Depois desta carta aconteceu o que relata Clemente de Roma: "Ensinou a justiça a todo o mundo e,
depois de chegar à fronteira do pôr do sol e dar testemunho diante de reis e governantes, saiu deste mundo
e foi recebido nos lugares santos" (5,5-7).

CONCLUSÃO
Paulo é um judeu entusiasmado pelo Deus de Israel, por sua fé, por seu povo. Ele não pode
aceitar que seu povo seja enganado por um novo grupo religioso que se baseia na mentira de
uma ressurreição não acontecida. Seu ardor o leva a lutar contra os trapaceiros e a defender os
que estavam sendo desviados da tradição de seus pais. Um homem assim só podia mudar com
uma experiência muito forte. Ele a tem no caminho de Damasco. Precisa ser derrubado para se
dar conta da nova realidade que está diante dele. Ele existe, Ele está vivo, Ele é real, Deus o
revela em Paulo. A partir desse momento, resta-lhe ser lógico e viver em consonância com o que
lhe fora revelado.

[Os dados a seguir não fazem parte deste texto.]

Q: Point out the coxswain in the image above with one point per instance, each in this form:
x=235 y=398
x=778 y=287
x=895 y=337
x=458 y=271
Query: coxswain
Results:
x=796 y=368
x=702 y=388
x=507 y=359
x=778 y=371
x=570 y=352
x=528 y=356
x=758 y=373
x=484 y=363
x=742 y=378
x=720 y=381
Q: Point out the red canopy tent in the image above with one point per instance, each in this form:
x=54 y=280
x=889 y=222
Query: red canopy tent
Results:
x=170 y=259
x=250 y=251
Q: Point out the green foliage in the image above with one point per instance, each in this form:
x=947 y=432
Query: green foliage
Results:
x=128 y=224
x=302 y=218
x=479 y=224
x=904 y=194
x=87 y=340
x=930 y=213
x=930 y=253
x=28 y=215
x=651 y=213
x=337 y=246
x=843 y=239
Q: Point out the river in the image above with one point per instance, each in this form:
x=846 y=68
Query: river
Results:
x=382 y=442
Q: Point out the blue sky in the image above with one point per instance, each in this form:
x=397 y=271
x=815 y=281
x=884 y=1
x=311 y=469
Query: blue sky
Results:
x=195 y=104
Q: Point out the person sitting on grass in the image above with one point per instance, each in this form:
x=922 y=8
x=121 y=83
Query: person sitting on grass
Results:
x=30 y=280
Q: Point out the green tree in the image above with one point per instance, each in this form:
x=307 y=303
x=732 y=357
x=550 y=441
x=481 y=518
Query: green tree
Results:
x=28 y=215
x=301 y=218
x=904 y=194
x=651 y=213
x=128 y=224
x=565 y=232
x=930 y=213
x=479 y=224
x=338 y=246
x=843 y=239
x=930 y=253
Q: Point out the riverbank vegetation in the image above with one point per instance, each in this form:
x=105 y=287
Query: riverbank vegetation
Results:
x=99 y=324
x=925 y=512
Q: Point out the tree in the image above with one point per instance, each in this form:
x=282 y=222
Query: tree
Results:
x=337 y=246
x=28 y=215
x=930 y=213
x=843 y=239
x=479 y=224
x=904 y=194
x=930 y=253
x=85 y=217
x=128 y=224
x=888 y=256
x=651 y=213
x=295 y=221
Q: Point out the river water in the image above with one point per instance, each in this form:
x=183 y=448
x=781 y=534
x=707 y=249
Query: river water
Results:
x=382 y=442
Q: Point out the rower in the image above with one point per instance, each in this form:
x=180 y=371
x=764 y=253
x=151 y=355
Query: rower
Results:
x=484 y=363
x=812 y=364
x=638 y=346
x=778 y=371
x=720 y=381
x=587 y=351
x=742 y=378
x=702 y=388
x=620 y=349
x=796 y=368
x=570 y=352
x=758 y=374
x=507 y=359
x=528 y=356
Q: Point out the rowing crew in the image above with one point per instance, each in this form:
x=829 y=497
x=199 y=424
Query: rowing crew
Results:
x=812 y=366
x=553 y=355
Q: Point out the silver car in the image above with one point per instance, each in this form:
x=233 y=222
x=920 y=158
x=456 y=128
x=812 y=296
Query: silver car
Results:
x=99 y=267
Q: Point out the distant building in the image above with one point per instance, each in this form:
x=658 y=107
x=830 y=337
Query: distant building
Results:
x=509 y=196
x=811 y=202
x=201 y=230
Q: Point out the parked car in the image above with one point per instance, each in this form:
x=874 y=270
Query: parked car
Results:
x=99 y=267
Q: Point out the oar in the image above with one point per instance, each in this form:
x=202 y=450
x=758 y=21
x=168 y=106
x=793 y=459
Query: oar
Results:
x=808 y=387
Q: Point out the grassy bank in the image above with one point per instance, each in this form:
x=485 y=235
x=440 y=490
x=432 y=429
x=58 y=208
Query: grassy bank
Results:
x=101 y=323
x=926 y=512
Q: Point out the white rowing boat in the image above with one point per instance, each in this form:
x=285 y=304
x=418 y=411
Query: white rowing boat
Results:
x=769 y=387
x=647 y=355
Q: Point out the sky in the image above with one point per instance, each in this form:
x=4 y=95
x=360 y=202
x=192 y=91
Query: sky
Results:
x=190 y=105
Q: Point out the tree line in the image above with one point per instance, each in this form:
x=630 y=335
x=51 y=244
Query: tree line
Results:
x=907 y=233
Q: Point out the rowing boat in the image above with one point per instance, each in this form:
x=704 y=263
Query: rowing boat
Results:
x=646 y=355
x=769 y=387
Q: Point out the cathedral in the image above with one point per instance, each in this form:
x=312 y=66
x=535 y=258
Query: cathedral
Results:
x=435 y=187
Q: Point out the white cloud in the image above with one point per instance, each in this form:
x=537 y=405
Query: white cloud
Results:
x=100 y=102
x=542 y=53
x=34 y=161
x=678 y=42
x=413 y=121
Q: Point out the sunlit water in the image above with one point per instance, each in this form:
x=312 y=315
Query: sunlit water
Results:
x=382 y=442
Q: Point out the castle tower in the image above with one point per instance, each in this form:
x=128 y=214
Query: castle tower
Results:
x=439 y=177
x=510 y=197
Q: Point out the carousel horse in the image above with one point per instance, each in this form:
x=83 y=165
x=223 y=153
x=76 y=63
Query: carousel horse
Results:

O mesmo entusiasmo se concentra em Jesus, o absoluto de sua vida, que ele
deve anunciar até os confins da terra. Nada o detém, nada o separa do amor de Cristo. É o
genuíno filho do Vento que sopra onde quer. É um homem livre que tudo pode naquele que lhe dá
força. O sofrimento o acompanha, sobretudo o da incompreensão por parte de irmãos cristãos,
mas ele deixa o que fica para trás e segue rumo ao alvo. Combate um bom combate, completa a
corrida e guarda a fé. E hoje, morto, continua a falar.